I'm a new member on the forum. I joined because of the challenge in finding anyone who shares my love of classical music and enjoys discussing composers, specific pieces, and discovering more about it. I also compose orchestral music. I chose as an opening topic to mention Vaughan Williams' Tuba concerto for comments. Here's why: There's not many recordings of it, and it's not a very commonly known piece. When I first found it I thought it would turn out to be a fun and unique idea, a novelty piece, but not something you necessarily come back to, but I sure come back to it. Vaughan Williams' music really appeals to me, he has a knack not only for great melody, but development. The Tuba Concerto may seem to some a novelty, but I've found it to be a well constructed and highly listenable piece. It doesn't reach the heights of inspiration as, say the 2nd, 4th, or 5th, but it's just, well, a great piece of music nevertheless.
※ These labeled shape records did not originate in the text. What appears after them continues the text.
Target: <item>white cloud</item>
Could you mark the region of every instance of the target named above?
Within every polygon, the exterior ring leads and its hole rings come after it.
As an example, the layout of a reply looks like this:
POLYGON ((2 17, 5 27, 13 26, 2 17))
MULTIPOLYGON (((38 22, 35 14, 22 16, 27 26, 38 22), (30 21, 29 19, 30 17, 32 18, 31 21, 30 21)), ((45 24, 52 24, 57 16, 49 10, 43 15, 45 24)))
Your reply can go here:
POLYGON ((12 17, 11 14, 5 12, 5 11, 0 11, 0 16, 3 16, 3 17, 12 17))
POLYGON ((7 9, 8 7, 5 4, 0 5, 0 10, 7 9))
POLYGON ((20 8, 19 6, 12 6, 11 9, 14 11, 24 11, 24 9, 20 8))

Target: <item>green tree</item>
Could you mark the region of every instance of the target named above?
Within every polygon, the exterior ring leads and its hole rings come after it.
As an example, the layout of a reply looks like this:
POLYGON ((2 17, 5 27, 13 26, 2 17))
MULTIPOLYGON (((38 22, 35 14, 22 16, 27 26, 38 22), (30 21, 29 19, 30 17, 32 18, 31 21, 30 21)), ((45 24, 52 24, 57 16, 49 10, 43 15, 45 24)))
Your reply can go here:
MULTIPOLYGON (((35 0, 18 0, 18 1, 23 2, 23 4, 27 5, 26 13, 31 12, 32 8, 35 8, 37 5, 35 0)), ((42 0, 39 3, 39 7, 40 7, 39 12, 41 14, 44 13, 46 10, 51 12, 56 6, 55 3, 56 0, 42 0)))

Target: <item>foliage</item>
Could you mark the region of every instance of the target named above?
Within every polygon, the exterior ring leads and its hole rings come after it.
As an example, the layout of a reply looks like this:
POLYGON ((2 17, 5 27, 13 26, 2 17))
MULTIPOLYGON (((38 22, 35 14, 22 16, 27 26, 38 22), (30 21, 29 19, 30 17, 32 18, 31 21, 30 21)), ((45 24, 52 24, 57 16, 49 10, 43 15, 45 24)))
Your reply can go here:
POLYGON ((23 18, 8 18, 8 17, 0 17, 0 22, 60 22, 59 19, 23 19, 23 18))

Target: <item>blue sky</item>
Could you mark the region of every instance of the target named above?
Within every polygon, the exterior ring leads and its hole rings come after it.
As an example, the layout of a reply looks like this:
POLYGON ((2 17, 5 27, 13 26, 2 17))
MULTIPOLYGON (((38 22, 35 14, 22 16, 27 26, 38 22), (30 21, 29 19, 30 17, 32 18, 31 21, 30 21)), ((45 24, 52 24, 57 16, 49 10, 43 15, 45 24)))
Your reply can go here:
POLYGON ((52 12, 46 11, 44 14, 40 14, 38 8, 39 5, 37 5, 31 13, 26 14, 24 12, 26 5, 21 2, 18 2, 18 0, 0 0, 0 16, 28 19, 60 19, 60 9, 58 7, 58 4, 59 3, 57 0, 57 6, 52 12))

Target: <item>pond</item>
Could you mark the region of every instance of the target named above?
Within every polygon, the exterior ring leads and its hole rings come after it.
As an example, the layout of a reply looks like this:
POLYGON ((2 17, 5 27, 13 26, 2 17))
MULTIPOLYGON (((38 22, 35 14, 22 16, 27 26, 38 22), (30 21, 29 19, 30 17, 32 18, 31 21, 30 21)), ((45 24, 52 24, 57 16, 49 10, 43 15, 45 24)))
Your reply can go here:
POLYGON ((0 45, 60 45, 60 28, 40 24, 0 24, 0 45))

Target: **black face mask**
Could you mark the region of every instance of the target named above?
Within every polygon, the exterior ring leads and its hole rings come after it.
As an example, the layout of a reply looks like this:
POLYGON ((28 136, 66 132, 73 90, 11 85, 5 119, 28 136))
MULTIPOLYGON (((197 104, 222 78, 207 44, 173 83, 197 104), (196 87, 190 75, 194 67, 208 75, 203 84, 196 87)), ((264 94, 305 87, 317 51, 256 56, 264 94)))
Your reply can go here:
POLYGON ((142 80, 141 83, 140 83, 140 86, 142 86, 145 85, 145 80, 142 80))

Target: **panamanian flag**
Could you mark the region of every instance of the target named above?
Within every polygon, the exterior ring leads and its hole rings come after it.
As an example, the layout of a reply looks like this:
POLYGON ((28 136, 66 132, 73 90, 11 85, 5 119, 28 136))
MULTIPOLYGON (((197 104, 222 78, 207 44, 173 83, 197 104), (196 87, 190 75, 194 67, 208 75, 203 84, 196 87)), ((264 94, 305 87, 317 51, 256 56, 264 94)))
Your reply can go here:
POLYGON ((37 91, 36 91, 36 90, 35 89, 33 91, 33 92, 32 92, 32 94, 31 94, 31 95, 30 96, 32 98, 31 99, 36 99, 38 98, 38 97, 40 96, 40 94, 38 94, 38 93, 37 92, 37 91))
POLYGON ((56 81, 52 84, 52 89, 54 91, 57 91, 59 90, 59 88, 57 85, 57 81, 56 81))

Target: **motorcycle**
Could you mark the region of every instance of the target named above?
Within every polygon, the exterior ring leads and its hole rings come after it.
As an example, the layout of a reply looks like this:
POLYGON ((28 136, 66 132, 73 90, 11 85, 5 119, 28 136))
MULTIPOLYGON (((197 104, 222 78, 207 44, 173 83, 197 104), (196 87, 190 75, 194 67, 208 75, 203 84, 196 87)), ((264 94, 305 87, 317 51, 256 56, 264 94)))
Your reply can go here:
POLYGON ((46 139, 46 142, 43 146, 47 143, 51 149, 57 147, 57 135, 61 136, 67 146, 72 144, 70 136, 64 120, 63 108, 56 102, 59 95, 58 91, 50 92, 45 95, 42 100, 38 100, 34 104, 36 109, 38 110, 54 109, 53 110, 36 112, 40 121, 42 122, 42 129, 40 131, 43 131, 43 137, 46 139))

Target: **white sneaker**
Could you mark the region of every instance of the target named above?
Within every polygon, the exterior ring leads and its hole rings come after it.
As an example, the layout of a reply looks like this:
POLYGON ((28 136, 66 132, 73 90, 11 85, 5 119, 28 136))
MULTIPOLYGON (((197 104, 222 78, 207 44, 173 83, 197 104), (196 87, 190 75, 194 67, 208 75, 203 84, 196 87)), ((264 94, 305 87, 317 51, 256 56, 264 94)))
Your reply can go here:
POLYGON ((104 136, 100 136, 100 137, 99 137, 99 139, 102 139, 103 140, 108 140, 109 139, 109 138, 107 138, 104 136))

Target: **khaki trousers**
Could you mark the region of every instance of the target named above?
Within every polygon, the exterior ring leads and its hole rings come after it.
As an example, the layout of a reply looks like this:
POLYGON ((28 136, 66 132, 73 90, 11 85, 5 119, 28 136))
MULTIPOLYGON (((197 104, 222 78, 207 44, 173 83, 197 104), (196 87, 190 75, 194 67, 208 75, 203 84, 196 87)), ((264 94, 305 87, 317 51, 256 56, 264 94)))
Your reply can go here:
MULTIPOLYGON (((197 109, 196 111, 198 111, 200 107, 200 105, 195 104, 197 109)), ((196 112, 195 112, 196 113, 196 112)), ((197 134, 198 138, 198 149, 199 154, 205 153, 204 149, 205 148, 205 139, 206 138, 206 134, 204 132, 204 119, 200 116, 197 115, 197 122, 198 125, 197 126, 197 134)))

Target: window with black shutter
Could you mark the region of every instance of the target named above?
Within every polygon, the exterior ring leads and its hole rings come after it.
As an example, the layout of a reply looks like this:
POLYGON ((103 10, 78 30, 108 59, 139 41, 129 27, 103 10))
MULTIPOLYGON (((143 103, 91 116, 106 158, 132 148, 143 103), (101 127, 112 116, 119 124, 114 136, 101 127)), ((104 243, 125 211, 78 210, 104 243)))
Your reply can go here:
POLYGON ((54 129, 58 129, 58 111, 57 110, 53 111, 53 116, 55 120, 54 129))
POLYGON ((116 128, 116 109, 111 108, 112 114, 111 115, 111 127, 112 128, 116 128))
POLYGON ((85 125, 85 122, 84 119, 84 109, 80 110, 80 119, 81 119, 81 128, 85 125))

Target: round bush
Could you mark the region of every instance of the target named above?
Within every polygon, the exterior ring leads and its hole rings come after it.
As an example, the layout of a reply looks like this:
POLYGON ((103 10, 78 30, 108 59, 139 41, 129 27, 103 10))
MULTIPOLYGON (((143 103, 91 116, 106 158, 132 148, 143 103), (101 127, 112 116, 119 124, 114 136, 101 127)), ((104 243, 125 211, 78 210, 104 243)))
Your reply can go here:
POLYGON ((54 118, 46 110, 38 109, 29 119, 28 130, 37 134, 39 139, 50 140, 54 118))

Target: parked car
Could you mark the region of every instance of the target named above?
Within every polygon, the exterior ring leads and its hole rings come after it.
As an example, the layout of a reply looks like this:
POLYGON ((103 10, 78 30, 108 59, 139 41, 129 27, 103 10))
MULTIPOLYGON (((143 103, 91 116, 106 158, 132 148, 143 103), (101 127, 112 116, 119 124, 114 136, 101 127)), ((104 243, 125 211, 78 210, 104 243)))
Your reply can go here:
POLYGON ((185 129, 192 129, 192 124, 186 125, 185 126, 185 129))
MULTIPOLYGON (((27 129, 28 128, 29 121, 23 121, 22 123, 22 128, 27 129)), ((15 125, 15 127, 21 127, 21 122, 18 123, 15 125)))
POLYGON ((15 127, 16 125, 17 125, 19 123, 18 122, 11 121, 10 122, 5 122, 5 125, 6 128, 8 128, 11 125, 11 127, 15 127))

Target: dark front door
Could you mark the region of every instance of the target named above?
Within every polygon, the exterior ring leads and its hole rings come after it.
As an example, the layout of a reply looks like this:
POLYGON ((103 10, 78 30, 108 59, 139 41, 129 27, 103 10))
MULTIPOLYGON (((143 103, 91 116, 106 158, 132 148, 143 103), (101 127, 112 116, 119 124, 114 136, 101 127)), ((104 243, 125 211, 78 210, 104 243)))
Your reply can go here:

Any other listeners who really enjoy this piece? 

Also, some of my personal favorite composers are: Walton, Debussy, Sibelius, Shostakovitch, Bartok, Mahler, Nielsen, Liszt, Barber, Von Weber, Berlioz, and Saint Saens. 

Donn


----------



## Delicious Manager (Jul 16, 2008)

The Tuba Concerto was one of the first pieces by Vaughan Williams that I got to know well. My best mate at the time was a tuba player and so perhaps that's not surprising. I enjoy the piece and agree that it should not be seen as a 'novelty' piece. His piece written for harmonica player Larry Adler, the _Romance for Harmonica and Orchestra_, is also worth a listen.






Other tuba concertos well worth a listen include those by Edward Gregson and Kalevi Aho.


----------